For the approximately 1.7 million people in the United States living without one or more of their natural limbs, the process of acquiring a prosthetic one is exhausting. It’s a drain on time and money, involving mold fitting, laser body scanning, and hours upon hours in prosthetists’ offices.
But many of the approximately 34 million people around the world living without a natural limb don’t have access to this process at all.
The motivation to research and create more advanced prosthetic limbs is not financial. The money poured into research isn’t often recouped, simply because there aren’t enough customers. And it isn’t cheap for those customers, either.
3-D printing has the potential to change this.
When Scott Summit, the founder of Bespoke Innovations, started researching 3-D prosthetics six years ago, you had to go to Los Angeles to get a 3-D body scan and it cost about $800. Summit has been working for the past six years to reach a point where fully 3-D printed prosthetics become an easy reality. Everyone I talk to about the intersection of 3-D printing and prosthetics mentions Summit as the definitive expert in the field, and he says we can, right now, create a prosthetic limb with an iPhone and a 3-D printer. “I would like to see the creation of a prosthetic limb to be a viral app that’s usable by everyone,” Summit says.
The technology exists. Unfortunately, it costs a boatload of money.
3-D printing is, in layman’s terms, the ability to take a digital model and “print” it in all its three-dimensional glory. Generally, this process uses plastic as a medium, though it also works with metal and even biological material (though this is a slightly different process). 3-D printing offers higher customization of geometric models than ever before, and its nature allows for more trial and error in the actual creation process, since it makes prototyping cheap and quick.
The Media Hype
Jon Kuniholm, who lost his right arm to an IED as a Marine in Iraq, finds the media hype particularly egregious. Kuniholm founded The Open Prosthetics Project, a non-profit open-source collaborative resource for innovations in prosthetics, and he’s given several Tedx talks about the pros and cons of advancing of this technology.
Most prosthetic limbs are composed of two halves: the replacement limb and the part that connects with the body (generally called a socket).
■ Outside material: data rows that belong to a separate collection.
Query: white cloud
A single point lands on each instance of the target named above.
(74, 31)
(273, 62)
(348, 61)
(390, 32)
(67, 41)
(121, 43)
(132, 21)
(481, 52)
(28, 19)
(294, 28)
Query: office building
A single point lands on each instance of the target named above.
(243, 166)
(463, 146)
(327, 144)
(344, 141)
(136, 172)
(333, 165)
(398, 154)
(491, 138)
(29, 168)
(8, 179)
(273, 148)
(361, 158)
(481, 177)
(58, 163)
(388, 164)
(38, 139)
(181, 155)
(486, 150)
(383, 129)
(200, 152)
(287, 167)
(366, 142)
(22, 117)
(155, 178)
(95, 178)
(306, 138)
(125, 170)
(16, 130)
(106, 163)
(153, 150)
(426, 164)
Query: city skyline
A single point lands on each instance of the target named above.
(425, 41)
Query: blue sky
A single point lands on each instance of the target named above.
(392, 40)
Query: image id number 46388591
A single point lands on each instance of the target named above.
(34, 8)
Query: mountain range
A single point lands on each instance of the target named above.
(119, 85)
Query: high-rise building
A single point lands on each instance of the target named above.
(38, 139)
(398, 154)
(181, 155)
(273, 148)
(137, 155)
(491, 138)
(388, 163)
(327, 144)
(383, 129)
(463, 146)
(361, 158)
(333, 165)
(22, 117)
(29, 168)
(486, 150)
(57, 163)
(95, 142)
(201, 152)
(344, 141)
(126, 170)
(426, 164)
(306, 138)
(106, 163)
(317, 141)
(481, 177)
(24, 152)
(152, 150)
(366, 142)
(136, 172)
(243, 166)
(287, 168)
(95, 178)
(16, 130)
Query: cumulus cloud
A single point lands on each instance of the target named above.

These parts are often made of a combination of materials from metals to plastics to electronics, which presents a problem for 3-D printing, which currently can only print one material at a time. The other issue 3-D printing faces is the connection to the body.
“The idea is—you’re trying to securely attach a hand or a foot or whatever to somebody’s skeleton—which is inside their body—through the soft tissue that’s still around it without damaging that soft tissue or it being uncomfortable,” Koniholm says. “Most of the time, a surface scan of somebody’s body isn’t going to create something that is going to be useful, because it has to interact with the bony part that’s inside.”
Generally, doing this requires that a plaster mold be made of the stump to capture its geometry. While a high-end laser body scanner, such as the one Summit remembers in Los Angeles, can do this work, Koniholm doesn’t think there is necessarily an advantage to it.
That said, scanners can help figure out the geometry of prototypes, which can then be created using a 3-D printing.
“If someone needs a prosthetic, then they’ll typically have another limb that’s intact, and they’ll use a white-light scanner or laser-based scanner to capture their intact limb and scan it to create their other limb,” says Rob Connelly, president of FineLine Prototyping. One of the advantages of 3-D printing is the absurd amount of customization available for the visual aspect of a prosthetic limb. While scanners vary in resolution, some exist that can “get down to even the fingerprint level,” Connelly says, allowing for a near-exact replica of an amputee’s remaining limb.
“There is a tremendous amount of engineering that goes into any prosthetics,” as Connelly says, but 3-D printing can still help create prototypes as engineers move toward an end goal.
For example, in 2009, then-25-year-old Joel Salder was honored by TIME for having one of the best 50 inventions that year—a prosthetic knee that only cost $20. The Stanford University Bio-X fellow used 3-D printing “to find out what forms work really well for a knee joint” when creating the JaipurKnee.
That’s one of the biggest advantages of 3-D printing, the ability to quickly print highly customizable forms. This opens the practice up to mechanical extrapolations, such as producing cheaper components for traditional prosthetic limbs.
Take Willow Wood, a company that produces prosthetic limbs and components. “We can print out a socket that can be used definitively, but attached to that socket is generally some sort of suspension device,” says director of research Jim Colvin. “To print that [component] in the same printer is not possible today.… You’re trying to replace a part of the body, and that part of the body isn’t homogenous.”